All that's saying is, it's not as simple as it looks. Like everything else. First thing I always learn when I take something for easy is, it's not. Whether or not I paint worth a damn is not the important part to me of painting. Everything I've rendered in paint has taught me a great deal. Foremost, it takes awhile to fill a canvas with paint, whatever the size, and make it look like something. Each one is a project that is ongoing for however long it takes. I told myself early on, it's not because it's supposed to be this way or that, it's a process, like reading a long book. It doesn't do to hurry. I like it to take a long time, like months, because my way of seeing what I'm doing changes and I get a broader perspective of what I'm reaching for.


Patience may be the most important part of painting, like in shoveling snow.
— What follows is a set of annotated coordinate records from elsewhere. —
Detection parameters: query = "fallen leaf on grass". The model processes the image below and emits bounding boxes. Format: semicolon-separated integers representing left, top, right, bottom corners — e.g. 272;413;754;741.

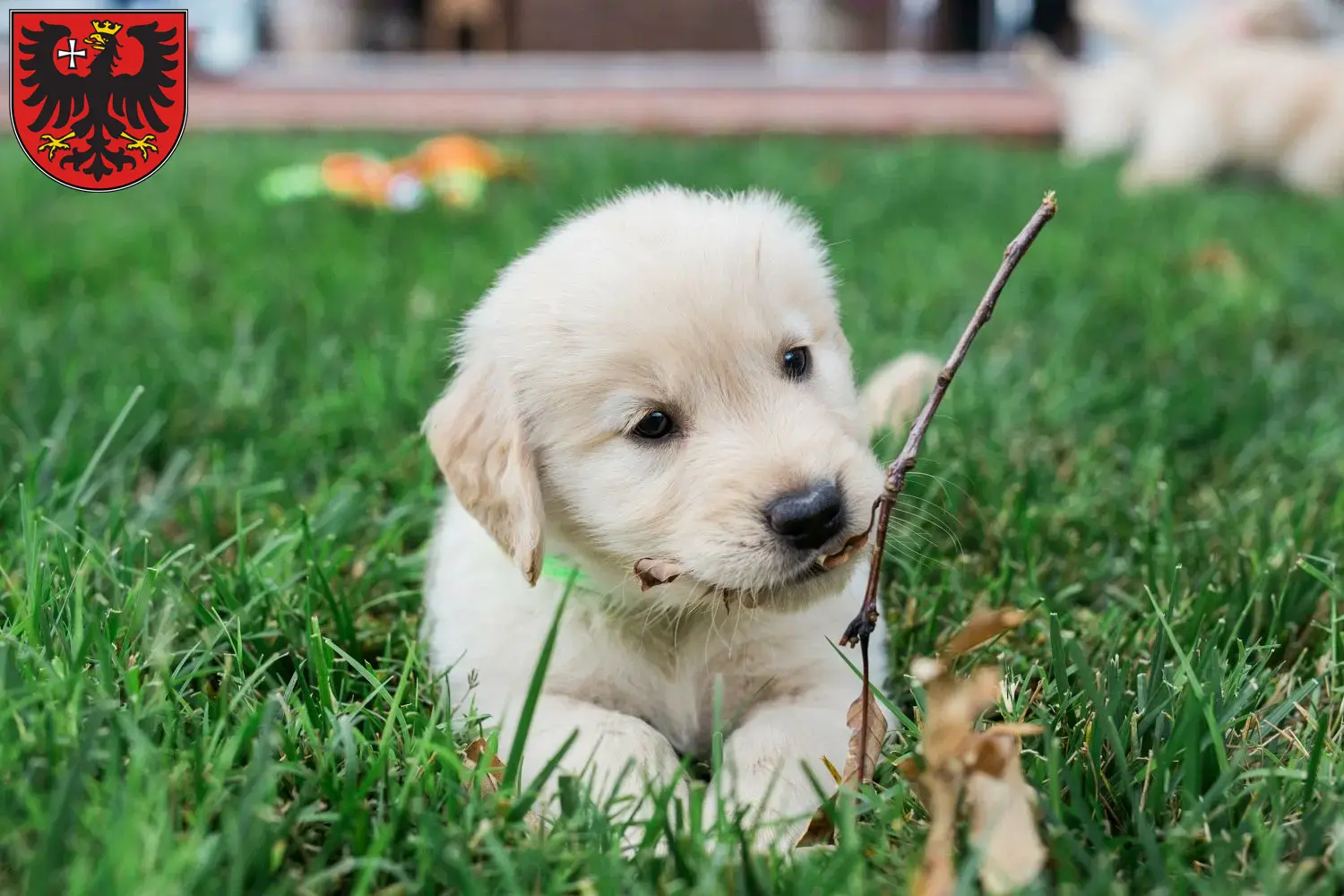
943;607;1027;659
462;737;542;831
462;737;504;797
967;728;1046;893
795;691;887;848
900;610;1046;896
Without the patience to hover over one detail until it's right, there's no getting it done. Artist Robert Mangold paints a canvas in one color, always a shade of a given color you've never seen before. He'd be called a colorist in the minimalist period that came after abstract expressionism, the same time as pop. With a single pencil line, a fairly big kindergarten sized pencil, he made a circle on a square canvas like the one in the permanent collection at the Mint Museum in Charlotte, a soft kind of pastel olive green that's not olive.
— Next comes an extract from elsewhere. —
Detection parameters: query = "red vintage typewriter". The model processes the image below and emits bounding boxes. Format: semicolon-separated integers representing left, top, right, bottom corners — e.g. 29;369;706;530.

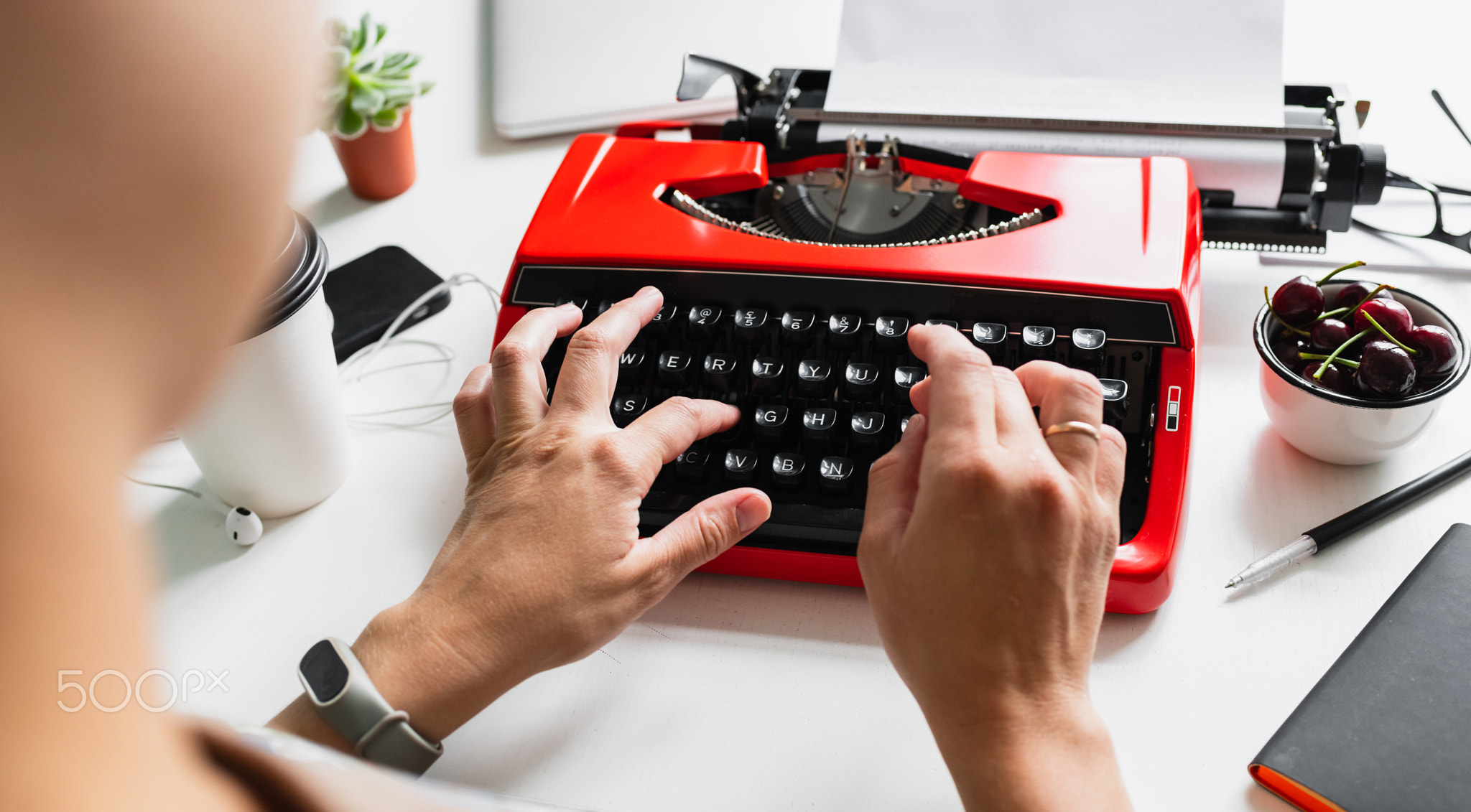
496;73;1200;612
The green is one I've never seen before, that is, to notice. The circle drawn in one pencil line almost touching the sides, comes back to the beginning center bottom of the square, missing the beginning about an inch. In that 1" space is a dynamic tension that raises one line on one color to art. To see a sample of Mangold's work, you can google his name. When the google page comes up, click on images in the upper left. You'll get pages and pages of images by him, articles about him, pictures of him. I don't mean to promote him, by any means, as the greatest of the greats. He has an interesting eye that I happen to appreciate.
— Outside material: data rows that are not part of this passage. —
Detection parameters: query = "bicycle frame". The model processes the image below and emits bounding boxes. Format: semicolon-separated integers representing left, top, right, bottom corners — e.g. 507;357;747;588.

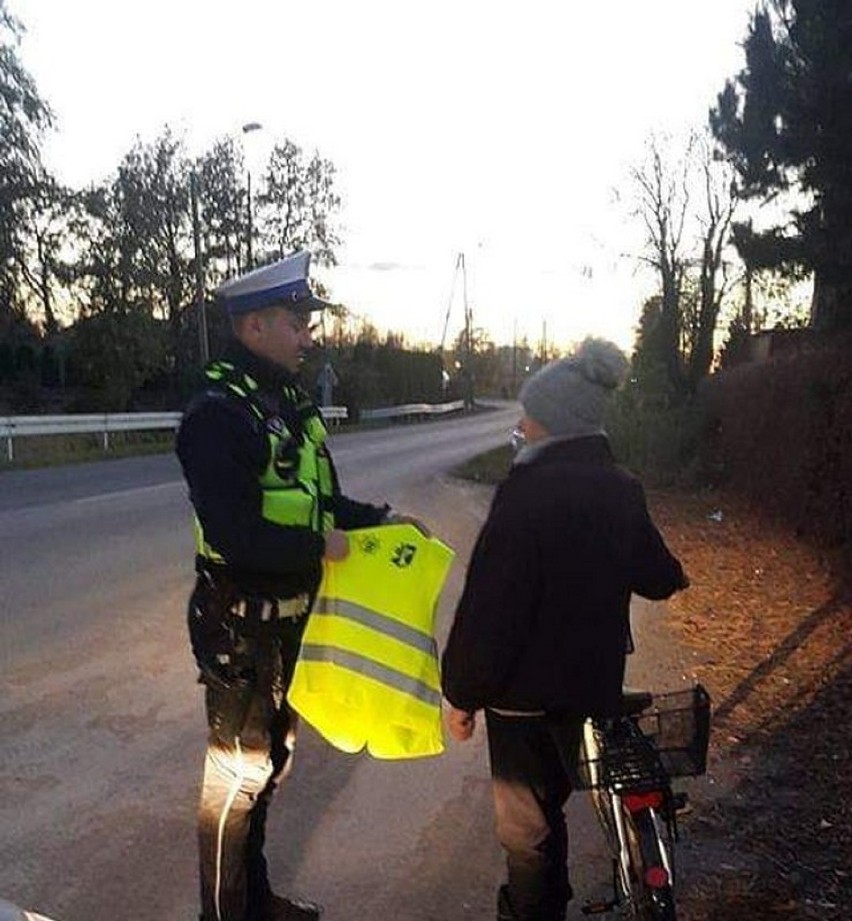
583;716;677;921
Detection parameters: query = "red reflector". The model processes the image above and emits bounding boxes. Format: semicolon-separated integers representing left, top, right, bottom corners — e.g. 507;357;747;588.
624;790;663;812
645;867;669;889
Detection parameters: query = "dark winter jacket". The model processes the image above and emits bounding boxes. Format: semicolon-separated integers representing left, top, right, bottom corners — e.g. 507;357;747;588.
443;436;685;715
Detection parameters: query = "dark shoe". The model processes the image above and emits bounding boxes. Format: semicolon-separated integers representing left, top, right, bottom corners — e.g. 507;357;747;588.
264;895;322;921
497;883;515;921
497;883;574;921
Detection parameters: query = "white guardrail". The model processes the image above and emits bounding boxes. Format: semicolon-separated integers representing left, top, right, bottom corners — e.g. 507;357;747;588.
0;401;464;463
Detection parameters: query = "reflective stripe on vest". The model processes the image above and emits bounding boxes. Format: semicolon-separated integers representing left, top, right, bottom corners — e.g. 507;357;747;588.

All I'm getting at, is something so simple can be so beautiful, like the 0 in zen ink drawings. They get their tension in the nature of the brushstroke, the white streaks that flow with the black. Mangold got the same tension with a pencil line by not meeting the beginning point. It's a totally visual moment with feeling. My own particular feeling was awe in a big way to see something so simple have such a strong impact as I felt standing before it, wanting to close the circle, wanting not to close the circle, an alternating current visual sense. Back and forth. Standing at the top of the stairs of StPeter's in Rome, looking up the columns to the ceiling overhead, which looked like it wasn't far away, then having to adjust focus seeing it's not as close as it looks, it's a long ways up there. The refocus has an emotional element in it that swirls around awe. Made me feel like an ant.


Passing through this space gives a feeling of humility automatically, so stepping inside the cathedral almost equals stepping into glory. It feels like a sacred space whether or not you're Italian, because Michaelangelo understood what the French call a trick of the eye can do to bring a work of art to life. Inside the big chapel, where God and Adam reach to touch fingertips overhead, it looks at first not too far away. Then again, eyes need to refocus a time or two until you realize what looks like its life-sized characters just out of reach is actually gigantic characters a very long ways away, scaled so they'd look life-sized from standing on the floor. There again, refocus generates an awe factor giving one the feeling of humility in the presence of the Most High, who is also the same size we are. I imagine Michaelangelo reminding us what Jesus said, 'ye are gods.' Perhaps he was saying, God is vast and far away, while at once the same size as us, and approachable.
It's real art that generates awe for whatever it makes you feel. In the National Art Museum in DC, I was walking toward, if I remember correctly, the Manet room, seeing the painting of the dead matador through the doorway on the far wall. I started in that direction, and on my right it was like somebody flashed sunlight from a mirror in my eye. I was passing the doorway to the Gauguin room. The colors on his canvases I saw through the doorway glowed like the light was inside them. I made a right turn and stepped into a space surrounded by these colors with light in them and felt that awe again. The light in the colors does not translate well in photographs. I didn't know Gauguin paintings glowed. I looked close to see if I could find what made them glow. All I could see was he felt it and made it what he felt, using his own tricks of the eye to get there.